Aviva is ramping up its push to have a more grey-haired workforce by pledging to hire another 1,000 employees older than 50 by 2022.
The insurance giant is focusing its recruitment efforts on so-called Baby Boomers – those born during the post–World War II baby boom – as a rising number of adults hope to keep working well into their golden years.
The FTSE 100 company currently has around 16,000 UK employees, of which just under 3,000 or 18pc are aged over 50, but has set a target to have 4,000 older workers on its payroll within the next five years.
The target will mean 25pc of the insurer’s UK workforce will be aged over 50, a goal that comes a year after the chief executive of Aviva UK Andy Briggs became became the government’s business tsar for older workers and forecast a £25bn boost for the economy from hiring older people.
Large UK businesses including Co-op, Boots and Barclays then agreed to introduce a “silver quota” and publish age data after Mr Brigg’s called on firms to raise their number of staff aged over 50 by 12pc.
Talking about the new target, Mr Briggs reiterated that he wanted to set an example by exceeding the 12pc figure, adding that he also wants his workforce “to be reflective of both the communities we work in and of the customers we serve” as life expectancy in Britain rises.

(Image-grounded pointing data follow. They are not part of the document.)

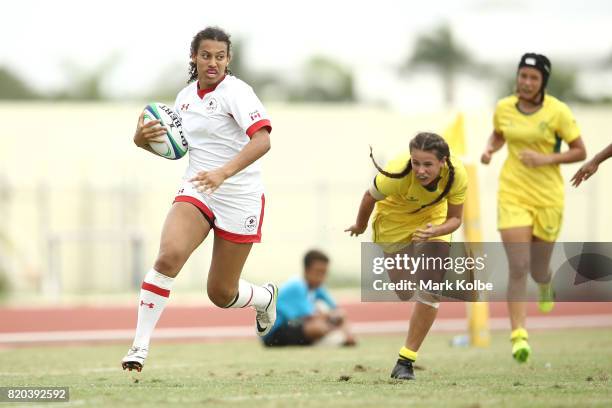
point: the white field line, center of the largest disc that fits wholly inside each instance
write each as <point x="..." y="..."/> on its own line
<point x="391" y="326"/>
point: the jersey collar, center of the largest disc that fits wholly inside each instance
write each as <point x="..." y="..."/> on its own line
<point x="202" y="92"/>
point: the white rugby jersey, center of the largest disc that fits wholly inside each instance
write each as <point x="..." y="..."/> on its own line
<point x="218" y="122"/>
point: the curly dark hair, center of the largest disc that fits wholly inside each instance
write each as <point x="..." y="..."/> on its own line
<point x="209" y="33"/>
<point x="429" y="142"/>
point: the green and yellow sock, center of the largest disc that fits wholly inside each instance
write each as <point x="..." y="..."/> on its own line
<point x="547" y="297"/>
<point x="407" y="354"/>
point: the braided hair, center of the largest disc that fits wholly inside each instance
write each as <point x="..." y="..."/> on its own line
<point x="209" y="33"/>
<point x="428" y="142"/>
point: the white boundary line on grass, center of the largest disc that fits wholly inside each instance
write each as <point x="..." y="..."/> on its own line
<point x="215" y="332"/>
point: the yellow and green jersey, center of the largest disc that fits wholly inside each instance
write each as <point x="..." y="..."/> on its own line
<point x="541" y="131"/>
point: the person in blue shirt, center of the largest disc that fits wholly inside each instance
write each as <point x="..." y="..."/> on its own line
<point x="299" y="320"/>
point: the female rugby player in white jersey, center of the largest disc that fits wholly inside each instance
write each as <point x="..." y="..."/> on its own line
<point x="228" y="130"/>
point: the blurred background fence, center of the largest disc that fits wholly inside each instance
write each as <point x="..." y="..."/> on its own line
<point x="82" y="208"/>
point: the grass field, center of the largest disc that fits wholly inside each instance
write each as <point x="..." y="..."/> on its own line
<point x="569" y="368"/>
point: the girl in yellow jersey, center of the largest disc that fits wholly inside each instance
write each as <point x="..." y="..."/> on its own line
<point x="419" y="197"/>
<point x="531" y="192"/>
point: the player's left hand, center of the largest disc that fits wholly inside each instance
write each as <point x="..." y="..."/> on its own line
<point x="208" y="181"/>
<point x="586" y="171"/>
<point x="424" y="234"/>
<point x="533" y="159"/>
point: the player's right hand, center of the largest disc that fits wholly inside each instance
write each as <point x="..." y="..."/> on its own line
<point x="149" y="132"/>
<point x="586" y="171"/>
<point x="355" y="230"/>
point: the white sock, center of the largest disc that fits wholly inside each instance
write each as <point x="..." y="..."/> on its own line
<point x="154" y="295"/>
<point x="251" y="295"/>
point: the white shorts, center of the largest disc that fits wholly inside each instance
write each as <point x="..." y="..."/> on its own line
<point x="234" y="217"/>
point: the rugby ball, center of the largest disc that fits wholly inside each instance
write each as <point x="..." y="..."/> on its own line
<point x="174" y="145"/>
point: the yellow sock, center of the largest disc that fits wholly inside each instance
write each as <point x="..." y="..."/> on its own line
<point x="518" y="334"/>
<point x="408" y="354"/>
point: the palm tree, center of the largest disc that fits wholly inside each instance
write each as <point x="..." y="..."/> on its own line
<point x="440" y="51"/>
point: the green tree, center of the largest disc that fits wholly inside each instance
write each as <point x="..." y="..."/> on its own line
<point x="441" y="51"/>
<point x="324" y="80"/>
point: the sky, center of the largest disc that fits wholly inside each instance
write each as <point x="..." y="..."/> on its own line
<point x="42" y="39"/>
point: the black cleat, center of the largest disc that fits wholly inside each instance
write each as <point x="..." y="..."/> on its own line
<point x="403" y="370"/>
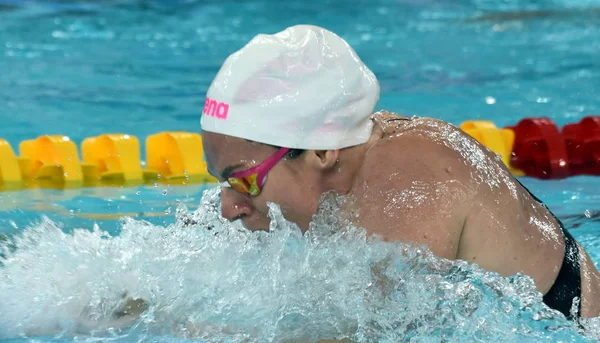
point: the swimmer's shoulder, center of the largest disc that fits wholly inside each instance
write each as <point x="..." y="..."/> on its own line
<point x="393" y="125"/>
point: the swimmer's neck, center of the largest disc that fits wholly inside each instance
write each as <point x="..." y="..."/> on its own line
<point x="342" y="177"/>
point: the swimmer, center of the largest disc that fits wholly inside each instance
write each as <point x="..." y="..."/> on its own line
<point x="291" y="116"/>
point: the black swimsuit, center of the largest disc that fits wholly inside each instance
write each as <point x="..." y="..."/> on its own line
<point x="568" y="282"/>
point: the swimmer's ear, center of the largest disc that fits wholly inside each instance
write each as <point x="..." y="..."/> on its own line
<point x="323" y="159"/>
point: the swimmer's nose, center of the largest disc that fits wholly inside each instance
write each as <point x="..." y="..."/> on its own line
<point x="234" y="205"/>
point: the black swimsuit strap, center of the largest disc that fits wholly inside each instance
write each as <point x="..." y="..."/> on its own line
<point x="567" y="285"/>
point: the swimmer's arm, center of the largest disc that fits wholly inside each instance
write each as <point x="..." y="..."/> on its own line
<point x="417" y="191"/>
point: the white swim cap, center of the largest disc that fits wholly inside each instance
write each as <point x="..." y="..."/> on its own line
<point x="302" y="88"/>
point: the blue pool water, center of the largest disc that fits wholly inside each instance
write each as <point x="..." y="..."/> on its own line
<point x="83" y="68"/>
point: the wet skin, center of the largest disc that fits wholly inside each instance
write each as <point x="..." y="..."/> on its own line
<point x="420" y="181"/>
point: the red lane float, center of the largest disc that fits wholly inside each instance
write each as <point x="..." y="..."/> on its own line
<point x="582" y="142"/>
<point x="539" y="149"/>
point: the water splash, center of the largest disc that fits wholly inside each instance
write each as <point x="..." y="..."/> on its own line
<point x="206" y="279"/>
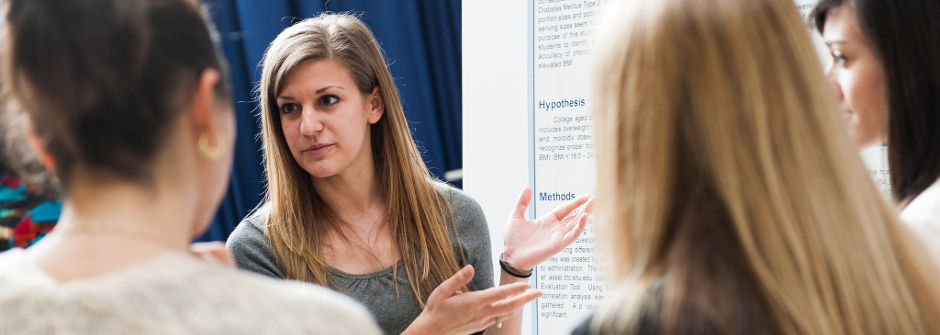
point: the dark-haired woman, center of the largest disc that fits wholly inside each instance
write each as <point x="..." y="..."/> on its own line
<point x="127" y="101"/>
<point x="886" y="69"/>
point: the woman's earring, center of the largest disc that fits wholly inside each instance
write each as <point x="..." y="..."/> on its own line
<point x="207" y="150"/>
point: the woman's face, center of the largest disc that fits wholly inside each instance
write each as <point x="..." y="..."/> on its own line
<point x="325" y="119"/>
<point x="857" y="75"/>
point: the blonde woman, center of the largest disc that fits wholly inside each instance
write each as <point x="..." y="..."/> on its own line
<point x="128" y="103"/>
<point x="350" y="204"/>
<point x="734" y="201"/>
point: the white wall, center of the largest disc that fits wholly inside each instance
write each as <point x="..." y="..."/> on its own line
<point x="495" y="115"/>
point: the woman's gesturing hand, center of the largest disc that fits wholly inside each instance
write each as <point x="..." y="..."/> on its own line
<point x="449" y="311"/>
<point x="528" y="243"/>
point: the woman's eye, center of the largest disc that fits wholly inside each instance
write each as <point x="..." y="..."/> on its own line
<point x="288" y="108"/>
<point x="329" y="100"/>
<point x="839" y="57"/>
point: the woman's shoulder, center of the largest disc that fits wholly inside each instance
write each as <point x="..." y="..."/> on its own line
<point x="925" y="208"/>
<point x="463" y="206"/>
<point x="322" y="310"/>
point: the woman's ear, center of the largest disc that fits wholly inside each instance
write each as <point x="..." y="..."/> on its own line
<point x="36" y="143"/>
<point x="377" y="106"/>
<point x="200" y="105"/>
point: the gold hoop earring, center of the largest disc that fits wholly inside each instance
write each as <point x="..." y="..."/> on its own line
<point x="207" y="150"/>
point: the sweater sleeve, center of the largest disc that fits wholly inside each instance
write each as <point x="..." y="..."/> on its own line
<point x="251" y="248"/>
<point x="474" y="235"/>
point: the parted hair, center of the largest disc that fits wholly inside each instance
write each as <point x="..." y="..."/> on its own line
<point x="298" y="218"/>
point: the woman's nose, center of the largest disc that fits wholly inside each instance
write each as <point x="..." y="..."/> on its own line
<point x="311" y="122"/>
<point x="834" y="82"/>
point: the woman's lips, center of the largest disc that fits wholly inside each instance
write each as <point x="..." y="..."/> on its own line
<point x="317" y="148"/>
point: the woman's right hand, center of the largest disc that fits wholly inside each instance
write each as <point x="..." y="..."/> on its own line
<point x="449" y="311"/>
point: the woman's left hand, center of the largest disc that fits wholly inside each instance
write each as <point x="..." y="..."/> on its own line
<point x="528" y="243"/>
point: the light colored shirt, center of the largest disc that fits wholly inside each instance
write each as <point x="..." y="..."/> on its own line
<point x="173" y="293"/>
<point x="923" y="216"/>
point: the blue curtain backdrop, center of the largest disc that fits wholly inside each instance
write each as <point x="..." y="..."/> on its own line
<point x="421" y="39"/>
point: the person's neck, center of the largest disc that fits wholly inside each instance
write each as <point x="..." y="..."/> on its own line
<point x="105" y="227"/>
<point x="351" y="194"/>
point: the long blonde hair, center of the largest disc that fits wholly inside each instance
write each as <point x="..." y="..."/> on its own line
<point x="298" y="218"/>
<point x="731" y="187"/>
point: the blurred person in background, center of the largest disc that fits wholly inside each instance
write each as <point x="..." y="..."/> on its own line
<point x="128" y="103"/>
<point x="734" y="200"/>
<point x="886" y="71"/>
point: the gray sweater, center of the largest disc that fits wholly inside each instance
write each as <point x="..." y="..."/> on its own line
<point x="392" y="303"/>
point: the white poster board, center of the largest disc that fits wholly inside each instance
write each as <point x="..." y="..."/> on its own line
<point x="502" y="125"/>
<point x="561" y="36"/>
<point x="563" y="154"/>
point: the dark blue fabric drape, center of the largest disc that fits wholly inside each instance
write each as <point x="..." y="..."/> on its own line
<point x="421" y="39"/>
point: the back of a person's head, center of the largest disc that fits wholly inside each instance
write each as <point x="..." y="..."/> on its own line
<point x="729" y="178"/>
<point x="905" y="36"/>
<point x="103" y="81"/>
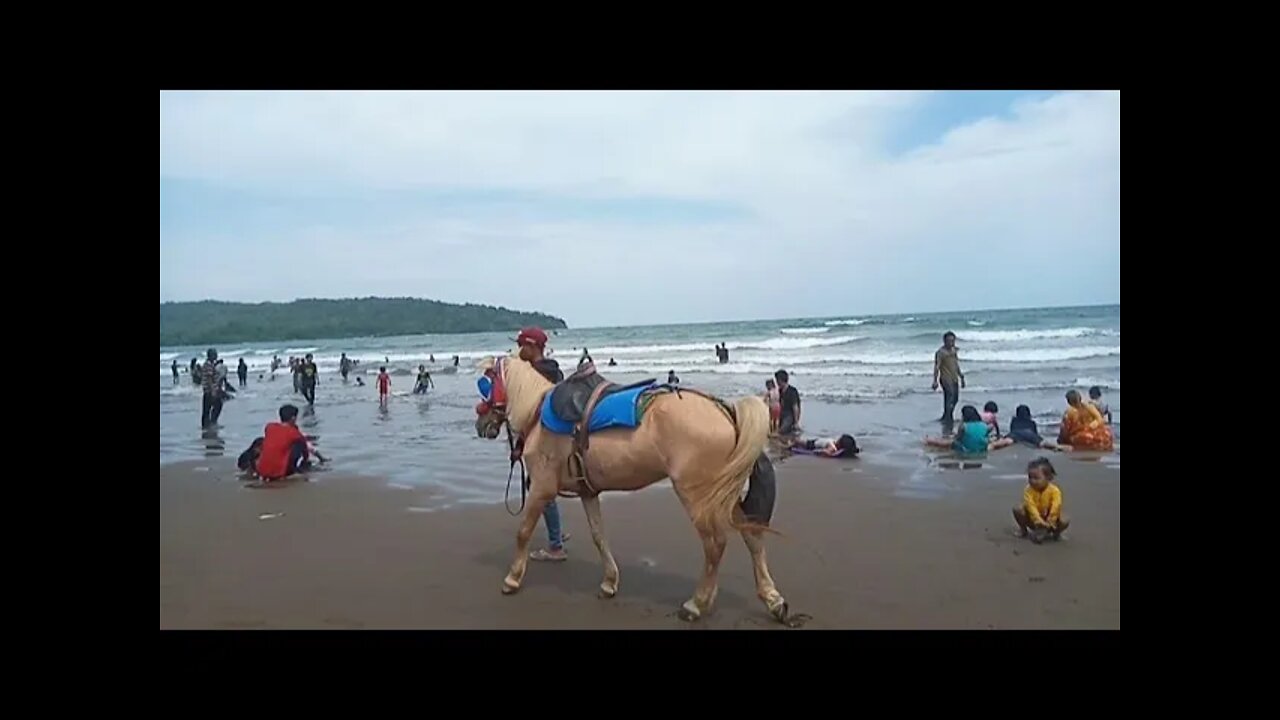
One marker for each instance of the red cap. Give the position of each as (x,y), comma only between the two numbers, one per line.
(531,336)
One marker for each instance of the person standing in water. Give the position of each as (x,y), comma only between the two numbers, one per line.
(424,381)
(310,376)
(213,377)
(946,373)
(384,386)
(344,367)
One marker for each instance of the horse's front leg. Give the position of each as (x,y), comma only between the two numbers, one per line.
(609,587)
(539,495)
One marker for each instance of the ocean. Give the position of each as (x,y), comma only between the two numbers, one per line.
(864,374)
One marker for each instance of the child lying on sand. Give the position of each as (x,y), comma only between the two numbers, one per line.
(844,446)
(1041,511)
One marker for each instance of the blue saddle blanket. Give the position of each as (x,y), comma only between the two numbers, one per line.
(617,410)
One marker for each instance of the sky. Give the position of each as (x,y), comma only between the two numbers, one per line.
(645,208)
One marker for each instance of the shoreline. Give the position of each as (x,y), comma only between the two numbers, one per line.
(864,546)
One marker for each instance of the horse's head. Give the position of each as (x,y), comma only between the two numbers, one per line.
(515,391)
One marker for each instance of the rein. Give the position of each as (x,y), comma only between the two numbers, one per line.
(517,456)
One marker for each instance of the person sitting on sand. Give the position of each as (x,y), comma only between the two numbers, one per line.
(990,415)
(1096,400)
(1040,515)
(1023,429)
(284,449)
(1083,427)
(789,422)
(844,446)
(972,437)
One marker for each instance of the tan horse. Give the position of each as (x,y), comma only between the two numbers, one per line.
(686,437)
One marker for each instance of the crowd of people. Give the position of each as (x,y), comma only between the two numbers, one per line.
(283,451)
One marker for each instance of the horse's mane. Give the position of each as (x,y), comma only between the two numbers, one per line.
(525,391)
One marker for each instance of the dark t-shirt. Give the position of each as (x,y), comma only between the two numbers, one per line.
(790,402)
(549,369)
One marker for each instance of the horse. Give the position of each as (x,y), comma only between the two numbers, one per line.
(707,447)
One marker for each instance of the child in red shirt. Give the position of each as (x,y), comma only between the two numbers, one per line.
(284,447)
(384,384)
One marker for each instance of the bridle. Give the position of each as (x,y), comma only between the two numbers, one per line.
(497,411)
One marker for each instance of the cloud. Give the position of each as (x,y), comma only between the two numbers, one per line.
(641,206)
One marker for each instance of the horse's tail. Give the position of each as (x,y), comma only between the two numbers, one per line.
(717,506)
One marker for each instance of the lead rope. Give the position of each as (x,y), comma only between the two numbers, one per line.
(516,456)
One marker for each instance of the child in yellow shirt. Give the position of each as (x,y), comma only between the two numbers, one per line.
(1041,511)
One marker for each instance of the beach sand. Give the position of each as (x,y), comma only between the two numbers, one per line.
(864,547)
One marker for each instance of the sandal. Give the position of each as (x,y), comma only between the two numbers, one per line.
(547,556)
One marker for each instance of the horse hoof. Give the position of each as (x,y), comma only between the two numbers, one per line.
(790,619)
(689,613)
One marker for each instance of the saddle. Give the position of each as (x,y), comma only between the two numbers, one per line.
(574,401)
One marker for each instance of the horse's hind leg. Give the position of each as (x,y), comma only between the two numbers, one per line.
(764,587)
(713,550)
(609,587)
(704,597)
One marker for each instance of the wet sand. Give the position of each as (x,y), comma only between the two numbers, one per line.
(865,547)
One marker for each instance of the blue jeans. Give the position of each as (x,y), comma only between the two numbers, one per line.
(950,399)
(551,515)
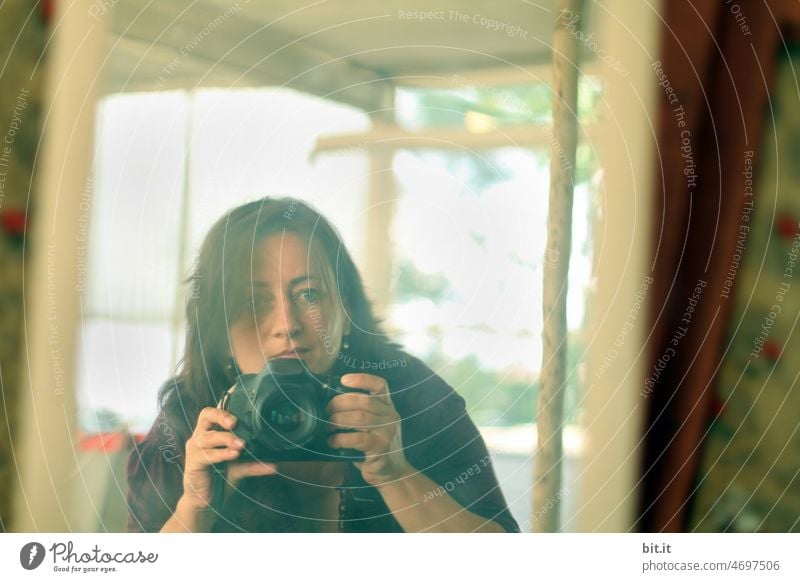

The insurer is also set to roll out a new carer’s programme this week aimed at helping older workers looking after frail loved-ones stay in work by allowing them to take more time off or work flexibly, an issue Mr Brigg’s has previously flagged as a key reason older people end up leaving their jobs.
He told The Daily Telegraph earlier this year that there were misconceptions among employers that older people will be less resilient and take more sick days.
It’s the younger ones, he said at the time, who are going out and getting “absolutely hammered” while also being more likely to jump between jobs.
An Aviva survey of 3,327 UK adults aged over 50 found earlier this year that half of adults expect to keep working beyond the age of 65.
By the mid-2030s people aged over 50 will make up more than half of the UK adult population, according to government estimates, although the average age of leaving the labour market is still lower than it was in 1950.